Bite-sized hors d'œuvre

An amuse-bouche (/əˌmuːzˈbuːʃ/; /fr/) or amuse-gueule (/əˌmuːzˈɡɜːl/, /-ˈɡʌl/; /fr/) is a single, bite-sized hors d'œuvre. Amuse-bouches are different from appetizers in that they are not ordered from a menu by patrons but are served free and according to the chef's selection alone. These are served both to prepare the guest for the meal and to offer a glimpse of the chef's style.
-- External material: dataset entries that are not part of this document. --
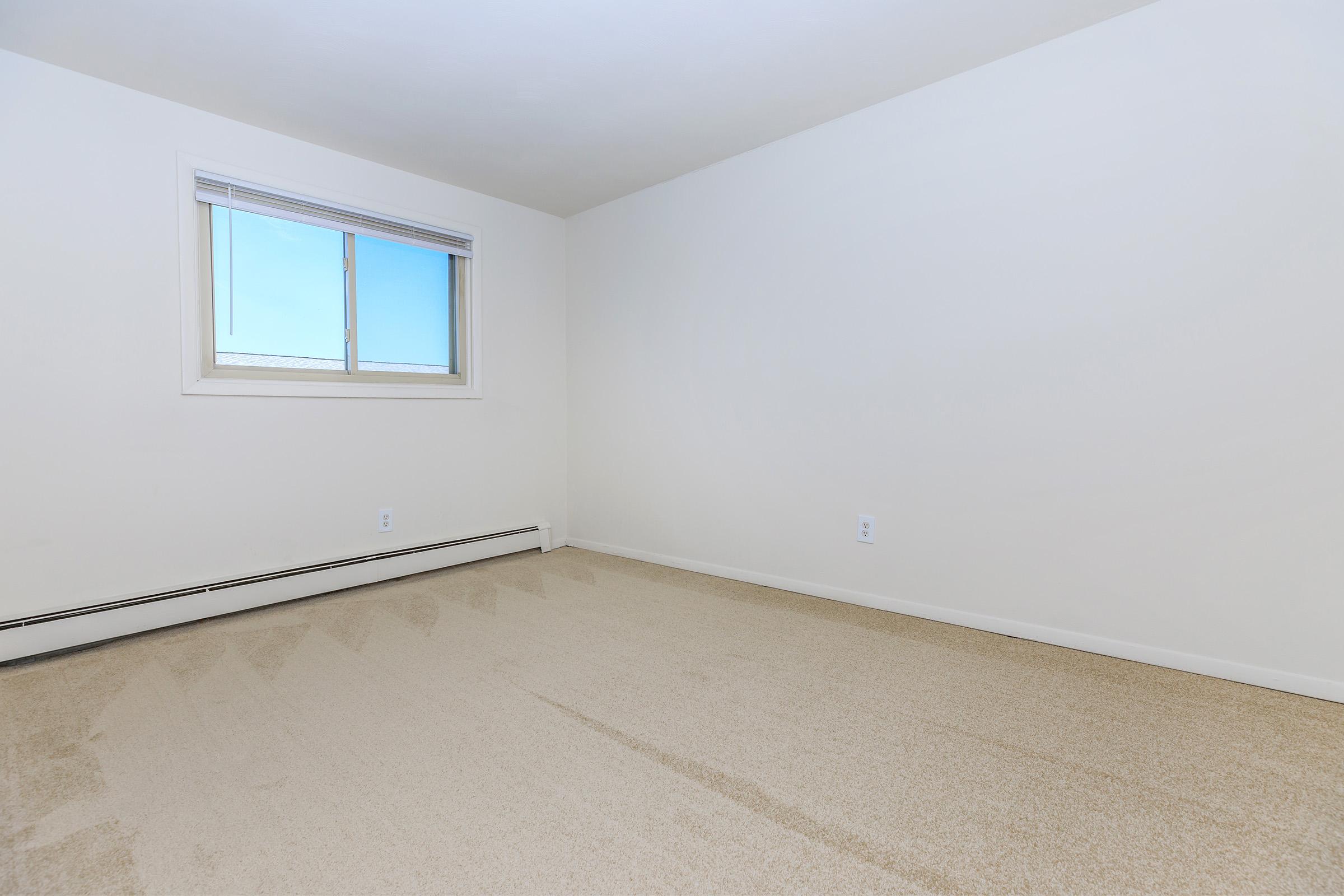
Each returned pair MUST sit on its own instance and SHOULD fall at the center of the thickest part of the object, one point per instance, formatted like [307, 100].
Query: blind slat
[246, 197]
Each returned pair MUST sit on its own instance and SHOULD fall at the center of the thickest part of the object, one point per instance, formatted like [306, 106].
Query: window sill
[326, 389]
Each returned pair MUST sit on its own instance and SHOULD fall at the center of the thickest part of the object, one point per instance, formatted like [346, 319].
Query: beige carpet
[575, 722]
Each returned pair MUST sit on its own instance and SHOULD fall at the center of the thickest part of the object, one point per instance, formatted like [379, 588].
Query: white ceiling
[558, 105]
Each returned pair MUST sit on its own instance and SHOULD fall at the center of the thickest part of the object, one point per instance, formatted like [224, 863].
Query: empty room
[629, 446]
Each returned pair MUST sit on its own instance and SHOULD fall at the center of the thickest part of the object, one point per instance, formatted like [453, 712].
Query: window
[299, 289]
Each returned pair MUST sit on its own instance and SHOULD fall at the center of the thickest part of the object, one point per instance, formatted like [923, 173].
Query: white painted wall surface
[113, 481]
[1069, 325]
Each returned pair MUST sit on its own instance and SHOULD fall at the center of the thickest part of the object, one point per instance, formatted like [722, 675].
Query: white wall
[1070, 325]
[113, 481]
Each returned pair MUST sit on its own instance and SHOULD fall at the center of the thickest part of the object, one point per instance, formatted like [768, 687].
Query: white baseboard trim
[39, 637]
[1273, 679]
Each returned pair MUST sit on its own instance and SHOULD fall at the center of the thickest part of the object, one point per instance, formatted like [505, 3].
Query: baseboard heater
[91, 624]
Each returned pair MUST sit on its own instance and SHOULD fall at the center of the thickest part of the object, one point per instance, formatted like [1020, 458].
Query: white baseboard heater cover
[81, 625]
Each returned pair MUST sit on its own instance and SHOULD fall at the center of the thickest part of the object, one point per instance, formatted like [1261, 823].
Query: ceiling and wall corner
[559, 106]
The term is French and literally means "mouth amuser". The plural form may be amuse-bouche or amuse-bouches.
In France, amuse-gueule is traditionally used in conversation and literary writing, while amuse-bouche is not even listed in most dictionaries, being a euphemistic hypercorrection that appeared in the 1980s on restaurant menus and used almost only there, although in the anglosphere, it is an abstract expression for any kind of luxurious exploit of decadence. (In French, bouche refers to the human mouth, while gueule means the wider mouth of an animal, e.g. dog, though commonly used for mouth and derogatory only in certain expressions, e.g. "ferme ta gueule".)

==In restaurants==
The amuse-bouche emerged as an identifiable course during the nouvelle cuisine movement, which emphasized smaller, more intensely flavoured courses. It differs from other hors d'œuvres in that it is small, usually just one or two bites, preselected by the chef and offered free of charge to all present at the table.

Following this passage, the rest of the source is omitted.